Google researchers train AI to recognise smells based on molecular structure

Google researchers used a data set of about 5,000 molecules, identified and described by perfume makers, as a benchmark for their experiment

Artificial intelligence researchers from the Google Brain Team claim to have trained a graph neural network (GNN) to predict smells of molecules based on their structures.

The findings of the study are detailed in an academic paper published on Arxiv [PDF], in which the researchers explain how they trained a bot through machine-learning algorithms to accurately assess the structure of various molecules and predict their smell based on the structures.

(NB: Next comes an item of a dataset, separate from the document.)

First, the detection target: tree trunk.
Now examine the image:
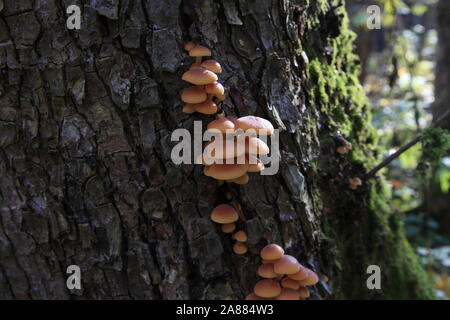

We hope machine learning can eventually do for olfaction what it has already done for vision and hearing

According to the researchers, they used a data set of about 5,000 molecules identified by perfume makers. The perfumers had also labelled those molecules with different smell descriptors, such as "grassy", "buttery", "pungent", "tropical", and "weedy".

Nearly two-thirds of the data set was used to train the Google GNN to link molecules with their smell descriptors.

The team used the remaining data set to test whether the GNN could accurately predict the smell of molecules based on their structures. They claim that the AI correctly predicted the smells of molecules in the majority of cases.

However, there are some caveats. The first is the subjectivity involved in describing the smells. For instance, two individuals may describe the same smell as "earthy" or "woody".

Another major hurdle is chiral pairs of molecules, which have same atoms and bonds, but are mirror images of each other. Such chiral pairs have completely different smells. Spearmint and caraway are one example.

There are other hurdles as well, for example, describing a new smell obtained from mixing two or three different scents.

Despite all those hurdles in accurately linking a smell to a molecule, the researchers believe their work could help in improving human understanding of sensory neuroscience and synthetic fragrance.

"Based on these early results with graph neural networks for molecular properties, we hope machine learning can eventually do for olfaction what it has already done for vision and hearing," the researchers wrote in their paper [PDF].

Google is not the only company doing research in this particular field. Earlier this year, scientists demonstrated at an exhibit at London's Barbican Centre the capabilities of their machine learning algorithms to recreate the smell of an extinct flower.

In Russia, AI-enabled robots are being used to detect potentially toxic gas mixtures. IBM is also carrying out research to advance the field of AI-generated perfumes.